南野・畑中家を出てから車は山道を抜け、二時間ほど走り続けた。
窓の外の景色は次第に街の輪郭を失い、古い看板と低い建物が並ぶ温泉街へと変わっていく。
辿り着いた宿は、流行を追ったラグジュアリーなものではなかった。
年季の入った木造の外観に、少し色褪せた暖簾。
長い時間を静かに積み重ねてきたことが伝わる、昭和の面影を残した小さな宿だった。
「……ここ、素敵ね」
葵は建物を見上げ、小さく微笑んだ。
その様子に、蔵馬も自然と目を細める。
(君らしいな)
案内されたのは、隣り合う二部屋。男女で分かれていた。
壁越しに感じる気配は近いのに、きちんと境界が引かれている。
荷物を置き、身軽になったところで、一同はエンジ色の浴衣姿で大浴場へ向かう。
磨き込まれた木の廊下を歩くたび、足裏へ柔らかな温もりが伝わる。
暖簾の向こうからは硫黄を含んだ湯の香りが流れ、湿った木の匂いと混じり合っていた。 空気が変わる。

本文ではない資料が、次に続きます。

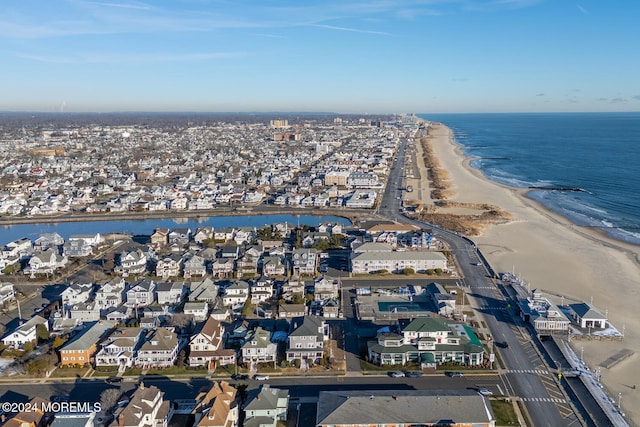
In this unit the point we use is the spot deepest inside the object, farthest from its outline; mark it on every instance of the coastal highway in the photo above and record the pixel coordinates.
(527, 375)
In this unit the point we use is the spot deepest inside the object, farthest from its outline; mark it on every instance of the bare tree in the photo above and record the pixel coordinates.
(109, 398)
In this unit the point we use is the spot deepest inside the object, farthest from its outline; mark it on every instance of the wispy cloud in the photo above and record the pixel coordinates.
(352, 30)
(619, 100)
(136, 5)
(144, 58)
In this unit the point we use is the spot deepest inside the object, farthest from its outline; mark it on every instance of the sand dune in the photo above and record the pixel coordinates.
(551, 253)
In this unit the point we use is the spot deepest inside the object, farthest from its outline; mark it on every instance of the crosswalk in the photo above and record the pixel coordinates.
(543, 399)
(528, 371)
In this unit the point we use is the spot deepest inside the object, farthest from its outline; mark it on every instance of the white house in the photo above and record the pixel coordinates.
(25, 333)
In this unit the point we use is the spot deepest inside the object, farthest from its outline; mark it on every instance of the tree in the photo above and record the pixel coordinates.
(58, 342)
(42, 333)
(109, 398)
(181, 320)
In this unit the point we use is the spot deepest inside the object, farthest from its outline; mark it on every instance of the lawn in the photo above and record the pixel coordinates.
(504, 412)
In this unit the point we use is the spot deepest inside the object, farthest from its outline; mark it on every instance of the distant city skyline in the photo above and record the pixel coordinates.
(382, 56)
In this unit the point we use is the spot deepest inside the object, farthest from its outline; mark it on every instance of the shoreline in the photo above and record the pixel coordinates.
(553, 254)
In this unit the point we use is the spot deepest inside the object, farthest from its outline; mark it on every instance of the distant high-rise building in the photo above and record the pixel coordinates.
(280, 123)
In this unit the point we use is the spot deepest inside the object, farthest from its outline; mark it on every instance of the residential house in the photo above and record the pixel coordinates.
(46, 262)
(217, 407)
(7, 293)
(84, 311)
(272, 265)
(258, 347)
(392, 408)
(305, 260)
(160, 238)
(326, 288)
(306, 340)
(193, 265)
(25, 333)
(147, 408)
(119, 314)
(170, 292)
(159, 350)
(111, 293)
(169, 266)
(223, 234)
(204, 290)
(331, 309)
(289, 311)
(261, 290)
(291, 288)
(120, 347)
(222, 267)
(48, 241)
(180, 236)
(199, 310)
(203, 233)
(429, 341)
(76, 248)
(444, 302)
(81, 348)
(132, 263)
(247, 265)
(230, 250)
(207, 347)
(236, 294)
(266, 406)
(76, 293)
(141, 293)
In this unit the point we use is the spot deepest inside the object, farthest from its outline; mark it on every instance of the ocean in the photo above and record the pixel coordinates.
(598, 153)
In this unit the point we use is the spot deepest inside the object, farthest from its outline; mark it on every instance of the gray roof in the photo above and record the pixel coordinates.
(91, 335)
(586, 311)
(407, 256)
(402, 406)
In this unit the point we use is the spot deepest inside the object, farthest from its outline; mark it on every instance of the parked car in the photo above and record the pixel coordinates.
(239, 377)
(485, 391)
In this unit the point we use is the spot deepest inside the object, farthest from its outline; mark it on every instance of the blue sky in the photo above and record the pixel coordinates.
(373, 56)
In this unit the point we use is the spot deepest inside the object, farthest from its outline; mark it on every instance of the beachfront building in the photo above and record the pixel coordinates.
(146, 408)
(396, 261)
(392, 408)
(306, 341)
(206, 346)
(266, 406)
(428, 341)
(543, 314)
(587, 316)
(119, 349)
(25, 333)
(217, 407)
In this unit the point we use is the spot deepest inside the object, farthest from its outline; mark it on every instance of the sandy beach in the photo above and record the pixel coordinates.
(552, 254)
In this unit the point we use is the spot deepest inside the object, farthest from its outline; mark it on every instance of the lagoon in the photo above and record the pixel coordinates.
(9, 233)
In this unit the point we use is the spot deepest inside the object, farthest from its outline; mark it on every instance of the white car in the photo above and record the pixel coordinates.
(485, 391)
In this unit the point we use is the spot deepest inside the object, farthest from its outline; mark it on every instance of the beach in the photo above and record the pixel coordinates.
(550, 253)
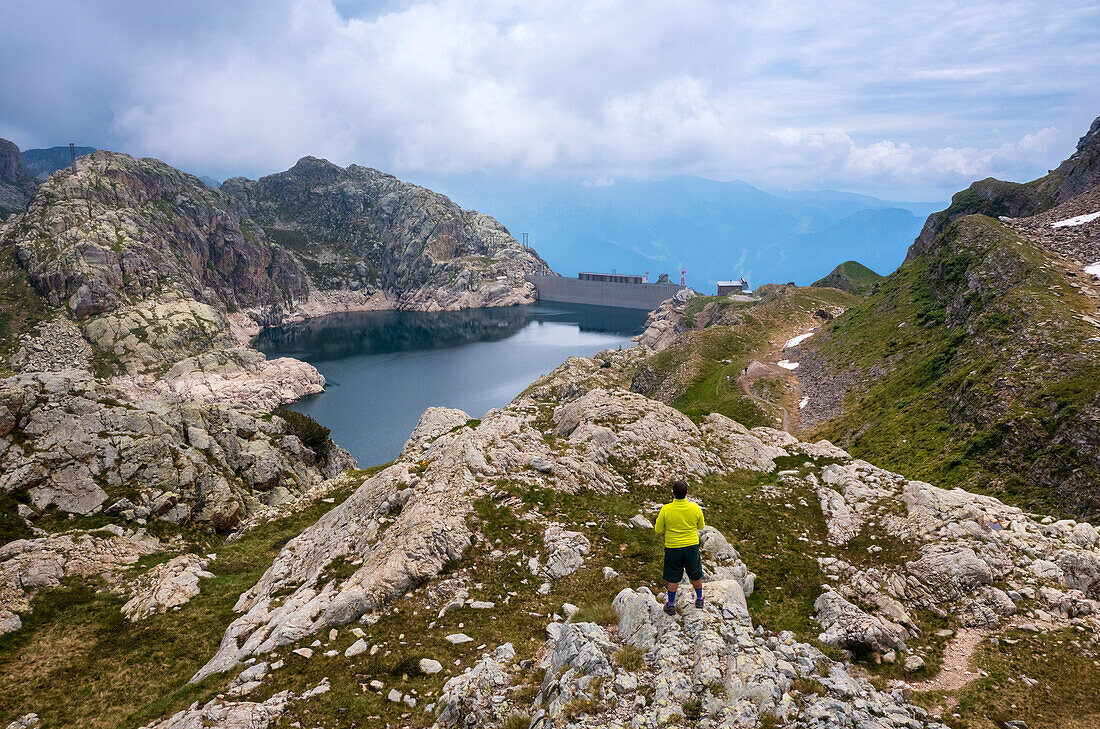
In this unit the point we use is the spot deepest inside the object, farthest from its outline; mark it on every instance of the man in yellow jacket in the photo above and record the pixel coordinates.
(681, 521)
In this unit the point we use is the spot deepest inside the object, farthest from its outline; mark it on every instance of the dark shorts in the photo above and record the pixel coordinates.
(679, 559)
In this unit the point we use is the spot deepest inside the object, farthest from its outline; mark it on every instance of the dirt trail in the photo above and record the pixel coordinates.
(955, 671)
(758, 371)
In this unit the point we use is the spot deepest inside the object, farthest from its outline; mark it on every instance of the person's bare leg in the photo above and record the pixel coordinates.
(670, 605)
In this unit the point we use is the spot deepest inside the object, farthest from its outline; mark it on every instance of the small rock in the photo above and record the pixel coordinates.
(541, 465)
(356, 648)
(458, 639)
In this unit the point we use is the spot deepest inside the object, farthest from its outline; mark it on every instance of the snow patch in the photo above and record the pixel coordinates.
(798, 340)
(1079, 220)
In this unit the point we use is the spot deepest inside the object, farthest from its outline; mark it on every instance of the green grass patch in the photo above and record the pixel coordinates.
(78, 662)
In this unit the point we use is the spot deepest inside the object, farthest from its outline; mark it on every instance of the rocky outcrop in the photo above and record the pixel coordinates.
(997, 198)
(121, 230)
(70, 441)
(431, 490)
(848, 627)
(151, 335)
(166, 586)
(42, 163)
(471, 693)
(233, 715)
(713, 663)
(15, 185)
(28, 566)
(240, 377)
(360, 230)
(666, 322)
(53, 345)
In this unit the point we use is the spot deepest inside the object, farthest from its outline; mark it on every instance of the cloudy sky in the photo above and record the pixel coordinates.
(902, 102)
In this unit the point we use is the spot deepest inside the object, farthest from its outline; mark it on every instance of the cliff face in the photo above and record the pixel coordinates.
(361, 230)
(123, 230)
(997, 198)
(42, 163)
(977, 362)
(15, 185)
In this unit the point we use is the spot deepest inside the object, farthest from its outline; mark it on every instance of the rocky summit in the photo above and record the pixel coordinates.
(366, 235)
(898, 479)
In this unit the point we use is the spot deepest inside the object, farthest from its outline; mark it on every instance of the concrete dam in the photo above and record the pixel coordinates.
(625, 291)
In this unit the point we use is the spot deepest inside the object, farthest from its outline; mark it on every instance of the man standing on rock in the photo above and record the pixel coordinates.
(681, 521)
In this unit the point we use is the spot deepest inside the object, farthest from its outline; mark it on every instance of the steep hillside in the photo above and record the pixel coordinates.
(978, 362)
(361, 230)
(502, 574)
(717, 354)
(43, 163)
(850, 276)
(122, 230)
(997, 198)
(15, 185)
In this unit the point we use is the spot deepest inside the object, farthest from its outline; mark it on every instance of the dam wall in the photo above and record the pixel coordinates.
(603, 294)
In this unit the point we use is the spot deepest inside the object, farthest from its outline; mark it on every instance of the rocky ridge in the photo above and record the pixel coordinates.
(961, 554)
(362, 232)
(15, 185)
(997, 198)
(81, 445)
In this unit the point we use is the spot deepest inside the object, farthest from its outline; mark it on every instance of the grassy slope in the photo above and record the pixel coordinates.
(78, 662)
(692, 374)
(850, 276)
(989, 382)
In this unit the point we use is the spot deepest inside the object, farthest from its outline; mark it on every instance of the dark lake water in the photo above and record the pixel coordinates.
(384, 368)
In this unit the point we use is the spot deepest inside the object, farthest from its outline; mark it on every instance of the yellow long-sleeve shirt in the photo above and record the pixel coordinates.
(680, 522)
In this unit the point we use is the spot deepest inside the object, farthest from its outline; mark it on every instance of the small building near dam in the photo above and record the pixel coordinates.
(725, 288)
(623, 290)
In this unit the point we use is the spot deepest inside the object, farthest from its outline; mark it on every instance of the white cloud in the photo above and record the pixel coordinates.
(858, 95)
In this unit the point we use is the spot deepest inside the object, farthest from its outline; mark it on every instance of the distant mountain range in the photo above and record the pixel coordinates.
(715, 230)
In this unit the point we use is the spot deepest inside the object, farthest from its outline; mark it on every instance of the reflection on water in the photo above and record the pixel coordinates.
(384, 368)
(354, 333)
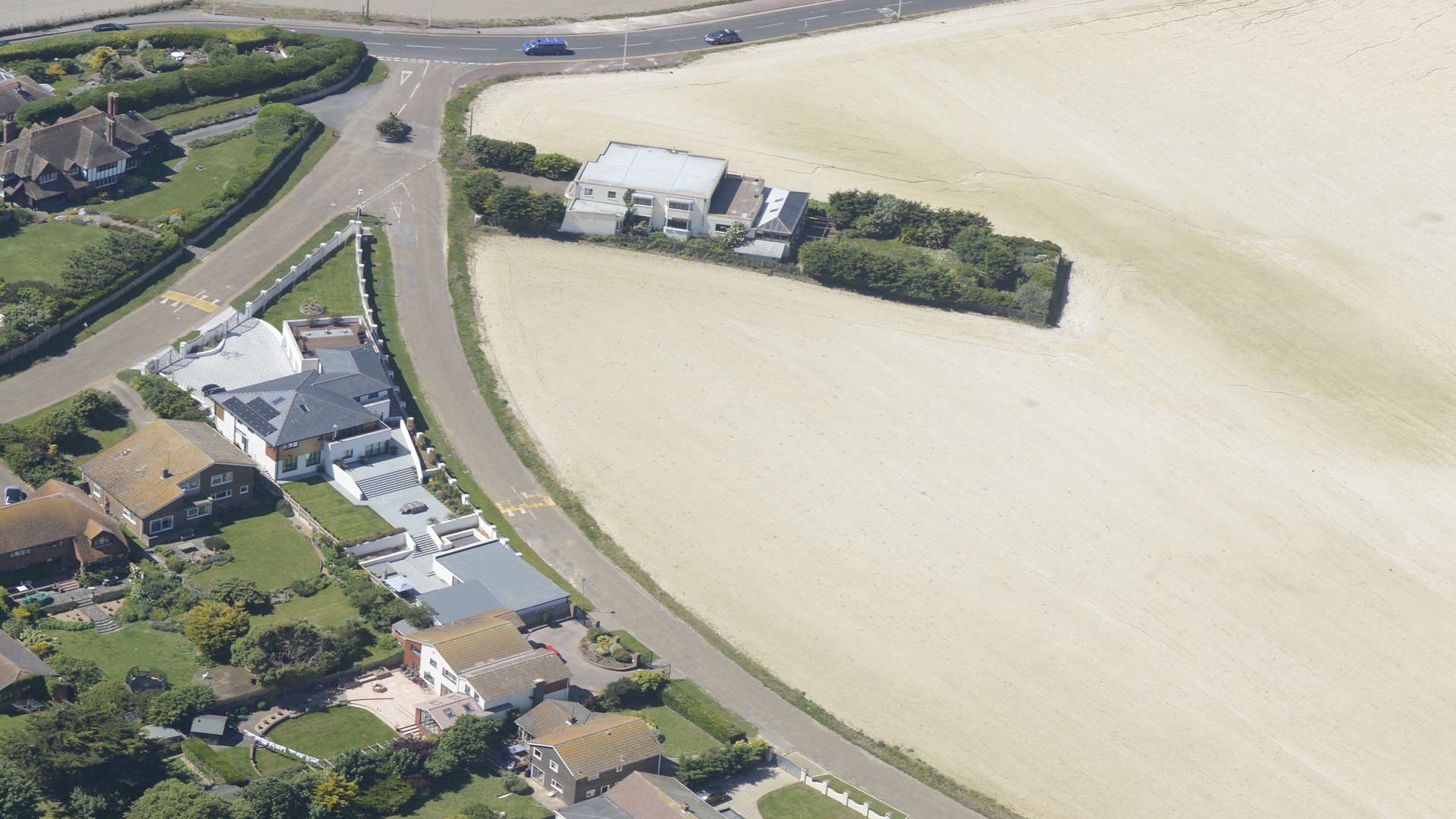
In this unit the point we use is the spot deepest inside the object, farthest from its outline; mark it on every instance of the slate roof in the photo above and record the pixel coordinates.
(55, 512)
(460, 601)
(654, 169)
(516, 673)
(510, 579)
(293, 409)
(17, 93)
(783, 210)
(653, 796)
(603, 744)
(131, 469)
(552, 714)
(18, 662)
(475, 640)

彼の母に続き、女湯へ向かおうとした葵の背へ、穏やかな声が届く。
「葵、少しだけ」
振り返ると、 蔵馬が歩み寄る。
視線は葵の髪の先へ――灯りを受けて淡く揺れる花びらのような部分に向けられていた。
「ドライヤーには気をつけて。熱を当てすぎると、君の髪は傷みやすい」
妖怪の聴力でしか拾えない音域で、簡潔に伝える。
その言葉に、葵は自分が火に耐性がないことを思い出した。
「この宿には、温熱刺激の弱いモードがある。それを使うと安心だ」
「わかったわ」
「それと……」
廊下の行灯が、彼の横顔に柔らかな影を落とす。
「君の髪は、花に近い性質を持っている。濡れると、光を透かしやすくなるんだ 」
葵は目を丸くした。
「もしかして、透明になるの?」
「完全じゃないけどね 」
白い花は、水を含むと光の反射が変わる。彼女の髪も、その性質に近い。
彼は、言葉を選びながら続ける。
「だから、湯上がりは髪をしっかり乾かしてから出てくるといい 」
葵は自分の髪を一房すくって、まじまじと眺めた。
「……また一つ教えてもらったわ。自分のことって、本当に知らないことが多いのね 」
蔵馬はふっと小さく笑う。
少し離れた場所では、その様子を見ていた志保利母が静かに微笑んでいた。
「それじゃあ、後で」
「ええ。今日は、のぼせないように気を付けるわ」
その言葉に、彼は目を細めた。
敢えてそのことには触れなかったのに、葵にも自覚はあるようだ。
暖簾をくぐる直前、葵はふと振り返った。
すると、蔵馬も同じように彼女を見ていた。
言葉はない。ただ互いに小さく目を細める。
暖簾が静かに揺れ、葵の姿が見えなくなる。
それと同時に、男湯の方から弟の呼ぶ声が聞こえた。
「秀一兄さん、早く!」
「ああ、今行くよ」
蔵馬は短く返事を返し、木の床をゆっくりと歩き出す。
湯上がりの食事処には、ほんのりと炊き立てのご飯の湿り気と、肉や魚の焼ける匂いが混ざっていた。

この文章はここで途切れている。